PostPosted: Thu Aug 16, 2007 5:21 am    Post subject: Reply with quote

None until this year, but now I have two...

One boy who's about ten who consistently comes thirty to forty minutes late (for a fifty-minute class) or not at all, isn't remarkably badly behaved in class, but only because he obviously can't be bothered... he generally does what he wants regardless of what I say... and lies to his parents all the time about coming to school. He once skipped his regular school for a few days and told his teacher it was because his grandfather had died; the teacher called to check, and of course no such thing had happened. He may well be able to keep himself out of jail and settle for a career as a cheating hagwon director or some such thing.
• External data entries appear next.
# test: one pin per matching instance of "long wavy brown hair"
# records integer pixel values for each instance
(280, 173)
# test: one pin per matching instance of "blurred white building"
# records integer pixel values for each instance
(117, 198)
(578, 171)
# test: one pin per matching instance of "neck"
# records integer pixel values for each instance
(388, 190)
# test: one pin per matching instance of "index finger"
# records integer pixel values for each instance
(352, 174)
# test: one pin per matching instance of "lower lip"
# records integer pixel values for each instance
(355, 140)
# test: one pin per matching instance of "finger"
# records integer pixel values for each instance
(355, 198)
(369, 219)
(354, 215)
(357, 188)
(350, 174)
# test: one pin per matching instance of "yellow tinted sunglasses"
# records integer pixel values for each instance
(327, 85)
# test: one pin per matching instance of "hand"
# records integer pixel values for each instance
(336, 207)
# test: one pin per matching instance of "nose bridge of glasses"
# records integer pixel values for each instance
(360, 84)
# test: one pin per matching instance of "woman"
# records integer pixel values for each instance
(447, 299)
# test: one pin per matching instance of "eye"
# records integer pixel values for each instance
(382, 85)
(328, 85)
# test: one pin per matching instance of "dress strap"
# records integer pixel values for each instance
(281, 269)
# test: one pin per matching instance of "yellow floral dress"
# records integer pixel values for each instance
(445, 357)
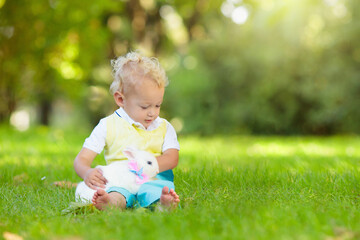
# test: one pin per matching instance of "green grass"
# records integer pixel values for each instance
(237, 187)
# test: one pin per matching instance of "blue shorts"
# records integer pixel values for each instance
(149, 192)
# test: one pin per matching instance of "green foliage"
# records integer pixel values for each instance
(230, 187)
(291, 68)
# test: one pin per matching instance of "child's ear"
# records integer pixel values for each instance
(119, 98)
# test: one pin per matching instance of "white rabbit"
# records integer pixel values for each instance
(141, 167)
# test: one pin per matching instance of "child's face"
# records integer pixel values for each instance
(142, 102)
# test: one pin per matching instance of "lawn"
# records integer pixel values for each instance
(231, 187)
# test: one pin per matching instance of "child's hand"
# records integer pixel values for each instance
(95, 179)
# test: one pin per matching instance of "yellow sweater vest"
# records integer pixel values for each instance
(120, 134)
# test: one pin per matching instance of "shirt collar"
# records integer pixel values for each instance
(126, 117)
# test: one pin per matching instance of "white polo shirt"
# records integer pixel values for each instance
(96, 140)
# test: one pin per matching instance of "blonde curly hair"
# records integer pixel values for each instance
(132, 68)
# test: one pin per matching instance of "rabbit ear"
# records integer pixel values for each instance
(129, 152)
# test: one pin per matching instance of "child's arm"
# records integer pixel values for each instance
(168, 160)
(92, 176)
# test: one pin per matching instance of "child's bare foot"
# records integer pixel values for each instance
(102, 199)
(169, 199)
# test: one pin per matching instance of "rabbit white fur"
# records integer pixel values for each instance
(120, 174)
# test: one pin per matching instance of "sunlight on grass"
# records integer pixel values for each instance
(258, 187)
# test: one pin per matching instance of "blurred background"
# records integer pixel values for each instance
(235, 66)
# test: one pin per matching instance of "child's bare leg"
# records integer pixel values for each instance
(102, 200)
(169, 199)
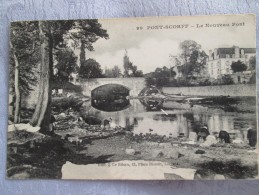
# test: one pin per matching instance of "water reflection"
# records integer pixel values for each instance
(137, 118)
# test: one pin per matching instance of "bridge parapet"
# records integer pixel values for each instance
(135, 85)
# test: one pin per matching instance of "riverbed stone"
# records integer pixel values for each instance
(130, 151)
(193, 136)
(219, 177)
(210, 140)
(199, 152)
(238, 141)
(172, 154)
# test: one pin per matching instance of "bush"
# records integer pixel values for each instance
(227, 80)
(206, 82)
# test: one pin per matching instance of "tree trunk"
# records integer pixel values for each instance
(16, 86)
(41, 116)
(82, 52)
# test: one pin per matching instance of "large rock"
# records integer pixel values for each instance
(238, 141)
(193, 136)
(130, 151)
(172, 154)
(219, 177)
(22, 126)
(210, 140)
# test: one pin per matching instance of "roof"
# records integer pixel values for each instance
(231, 50)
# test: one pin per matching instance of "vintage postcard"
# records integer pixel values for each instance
(156, 98)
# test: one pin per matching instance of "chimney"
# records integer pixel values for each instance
(237, 53)
(210, 55)
(215, 53)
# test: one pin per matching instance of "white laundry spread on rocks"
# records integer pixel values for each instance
(23, 126)
(124, 170)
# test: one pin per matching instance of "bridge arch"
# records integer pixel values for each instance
(135, 85)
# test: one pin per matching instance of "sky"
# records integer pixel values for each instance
(150, 47)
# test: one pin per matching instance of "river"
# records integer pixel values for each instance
(174, 118)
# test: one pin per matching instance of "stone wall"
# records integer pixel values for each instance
(225, 90)
(135, 85)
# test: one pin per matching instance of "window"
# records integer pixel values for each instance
(227, 70)
(227, 63)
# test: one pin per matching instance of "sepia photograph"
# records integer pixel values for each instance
(152, 98)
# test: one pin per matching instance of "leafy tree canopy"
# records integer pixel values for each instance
(90, 69)
(238, 66)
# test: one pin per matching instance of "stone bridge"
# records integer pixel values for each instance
(135, 85)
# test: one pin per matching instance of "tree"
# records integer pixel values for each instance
(126, 64)
(51, 35)
(238, 66)
(90, 69)
(252, 63)
(23, 60)
(193, 57)
(134, 71)
(66, 64)
(85, 33)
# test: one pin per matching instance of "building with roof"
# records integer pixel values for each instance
(220, 60)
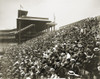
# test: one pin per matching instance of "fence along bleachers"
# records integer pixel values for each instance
(45, 56)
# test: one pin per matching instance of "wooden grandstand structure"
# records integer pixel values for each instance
(28, 27)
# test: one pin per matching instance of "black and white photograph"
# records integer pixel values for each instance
(49, 39)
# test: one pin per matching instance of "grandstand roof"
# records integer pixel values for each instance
(34, 18)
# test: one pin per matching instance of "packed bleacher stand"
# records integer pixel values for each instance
(73, 51)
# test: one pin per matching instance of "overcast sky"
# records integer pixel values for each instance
(66, 11)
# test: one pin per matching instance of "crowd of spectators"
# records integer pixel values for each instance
(73, 51)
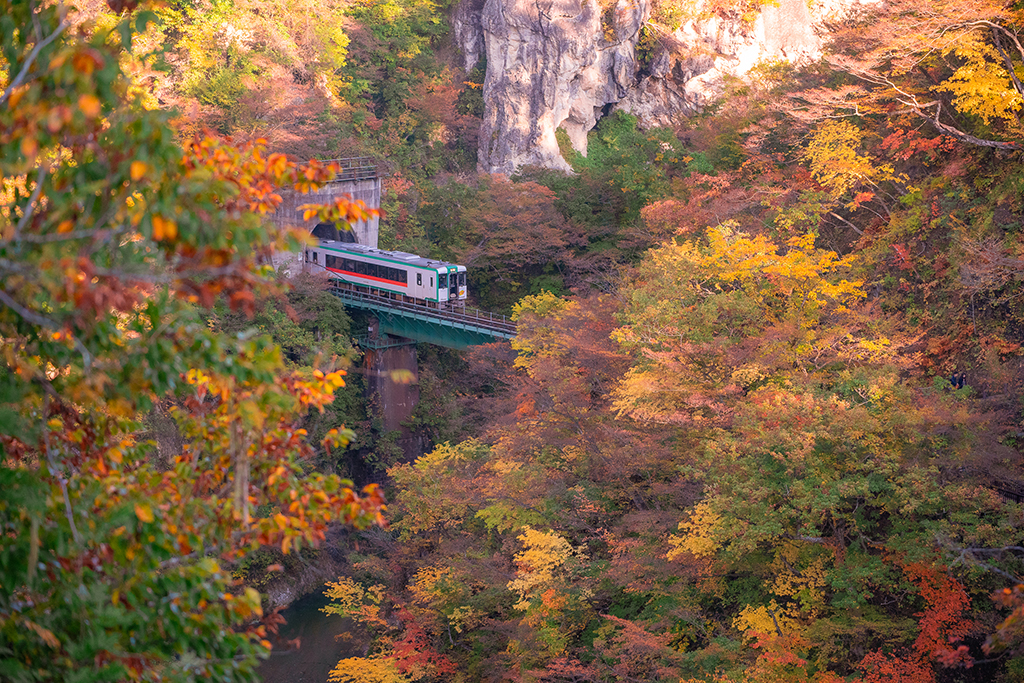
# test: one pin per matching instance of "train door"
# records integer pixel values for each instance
(453, 284)
(462, 283)
(442, 290)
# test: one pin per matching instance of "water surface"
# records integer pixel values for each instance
(321, 647)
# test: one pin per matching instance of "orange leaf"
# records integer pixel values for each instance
(144, 512)
(89, 104)
(137, 169)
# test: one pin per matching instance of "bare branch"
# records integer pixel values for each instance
(30, 208)
(30, 60)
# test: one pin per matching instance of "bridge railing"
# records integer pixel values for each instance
(472, 316)
(353, 168)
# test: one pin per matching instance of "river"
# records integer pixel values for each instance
(321, 647)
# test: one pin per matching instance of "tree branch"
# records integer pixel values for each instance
(27, 67)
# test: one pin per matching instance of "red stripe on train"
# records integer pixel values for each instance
(380, 280)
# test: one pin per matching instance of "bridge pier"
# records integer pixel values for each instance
(392, 386)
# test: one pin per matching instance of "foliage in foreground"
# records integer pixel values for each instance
(112, 239)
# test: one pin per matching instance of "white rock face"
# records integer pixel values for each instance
(564, 63)
(551, 63)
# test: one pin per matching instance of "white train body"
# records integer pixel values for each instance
(391, 272)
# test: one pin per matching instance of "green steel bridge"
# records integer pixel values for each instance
(458, 329)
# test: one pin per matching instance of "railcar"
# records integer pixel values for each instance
(392, 273)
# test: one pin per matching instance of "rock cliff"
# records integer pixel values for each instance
(563, 63)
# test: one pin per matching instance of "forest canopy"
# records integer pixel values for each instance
(761, 421)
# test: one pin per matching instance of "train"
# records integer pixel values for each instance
(393, 273)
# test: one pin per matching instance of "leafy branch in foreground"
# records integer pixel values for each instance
(112, 238)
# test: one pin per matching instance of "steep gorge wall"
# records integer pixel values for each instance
(563, 63)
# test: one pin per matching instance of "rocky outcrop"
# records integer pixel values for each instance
(551, 63)
(563, 63)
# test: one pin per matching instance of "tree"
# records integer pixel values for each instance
(113, 237)
(951, 62)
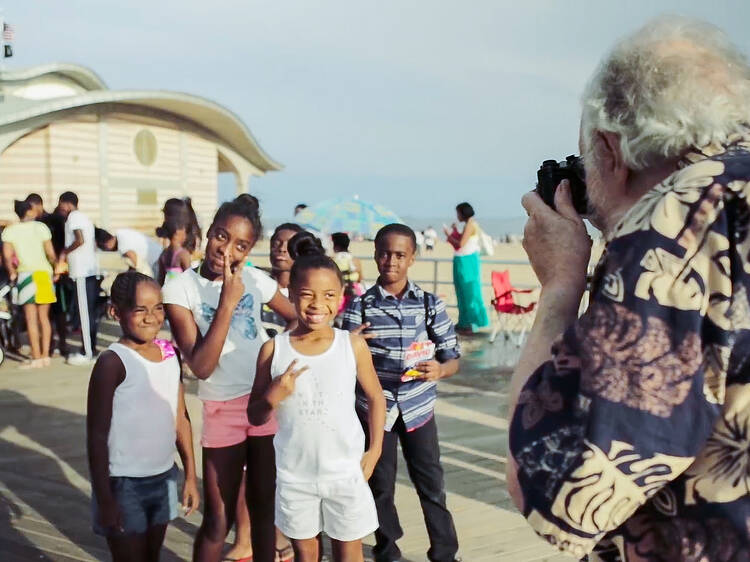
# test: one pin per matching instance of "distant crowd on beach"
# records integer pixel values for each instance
(309, 379)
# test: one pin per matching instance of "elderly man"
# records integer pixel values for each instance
(630, 426)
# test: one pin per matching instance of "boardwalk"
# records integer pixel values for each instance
(45, 493)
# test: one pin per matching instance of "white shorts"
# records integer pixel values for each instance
(343, 509)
And the really sad one... I teach a pair of eight-year-old twins with behavioural difficulties. Sometimes they're very eager to study and be helpful, and I try to praise them as much as possible on those days, but they don't know how to deal with things not going well and they tend to react by kicking things or screaming or throwing tables, and when they're in this mode they're very strong... no one can move them... and it's impossible to get them back on track. I would like to think the good side of their personalities will win out in the end, but from what little I know of the Korean school system, Korean society, and how they're usually treated (they come to hagwon with bruises all over their legs...) I'm inclined to think that once they get old enough to *really* get in trouble, they'll have given up on the world and will end up bitter and angry at everything.